Beauty industry takes unusual economic hit

Ginny Hirata Ginny Hirata
Mie Takeuchi Mie Takeuchi
Paul Brown Paul Brown
Marsha Nadalin Marsha Nadalin
Karine Matsumoto Karine Matsumoto

By Mari-Ela David - bio | email

HONOLULU (KHNL) - The beauty industry tends to stay strong when the economy gets ugly. But the largest salon chain in Hawaii says, for the first time in history, the beauty sector is hurting.

It's an industry that has always held relatively steady during economic roller coasters.

"When 911 hit, it did slow down a little bit but for the most part it picked up right away after that," said Mie Takeuchi, a stylist at Marsha Nadalin in Kahala.

"Matter of fact, people came in more post 911 because it made them feel good," said Paul Brown, owner of Paul Brown Institute.

In its 37 years in business, Brown says this time, it's different.

"It's affected our business and it's the first time in history.
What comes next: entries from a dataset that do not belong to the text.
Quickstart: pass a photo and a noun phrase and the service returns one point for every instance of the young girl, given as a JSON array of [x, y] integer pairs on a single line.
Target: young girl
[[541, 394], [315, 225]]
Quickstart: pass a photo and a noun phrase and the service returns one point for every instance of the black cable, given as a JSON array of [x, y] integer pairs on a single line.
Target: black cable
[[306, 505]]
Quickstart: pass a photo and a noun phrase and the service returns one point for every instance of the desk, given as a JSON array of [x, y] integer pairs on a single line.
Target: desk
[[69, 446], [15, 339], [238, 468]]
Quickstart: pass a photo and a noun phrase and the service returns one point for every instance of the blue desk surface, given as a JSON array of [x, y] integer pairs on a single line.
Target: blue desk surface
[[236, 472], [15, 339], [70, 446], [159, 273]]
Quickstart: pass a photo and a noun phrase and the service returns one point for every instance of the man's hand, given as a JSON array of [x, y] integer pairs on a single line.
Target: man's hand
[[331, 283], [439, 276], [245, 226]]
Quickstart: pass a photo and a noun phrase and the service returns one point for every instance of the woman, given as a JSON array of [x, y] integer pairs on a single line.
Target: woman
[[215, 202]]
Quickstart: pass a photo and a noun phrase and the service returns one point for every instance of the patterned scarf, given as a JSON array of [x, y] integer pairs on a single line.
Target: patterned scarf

We've been through two recessions. We've never seen anything like this before," he said.

Brown says clients still come in but now they book less frequently. He says less tourist traffic is also cutting into revenues, especially at his neighbor island salons.

It's a different picture at Marsha Nadalin in Kahala where a majority of clients are kamaaina.

"The economy doesn't really affect our business in a negative way," said owner Marsha Nadalin.

Nadalin says their sales haven't taken a hit.

"If they're not staying the same and being pretty good, they go up," she said.

Both Brown and Nadalin say it's a reflection of people's need to relieve their stress, even if it means trimming their budget elsewhere.

"I've cut back on my clothing for beauty. Can't cut back much more, got to feed the family," said Karine Matsumoto, a Nadalin client.

"When everything is getting more difficult, groceries, gas, Wall Street, you want to feel good somehow. The day I die will be the last day I color my hair," said Ginny Hirata, a client at Nadalin.

Another salon, Heaven on Earth, says local clients make up 80% of its business, which is not hurting. But 20% of its clientele are tourists, and with fewer people visiting Hawaii, Heaven on Earth says it is feeling the impact of the sagging economy.

Despite the slowdown, Brown says he's not worried. He says he's optimistic Hawaii's beauty industry is resilient enough to get through the financial crisis.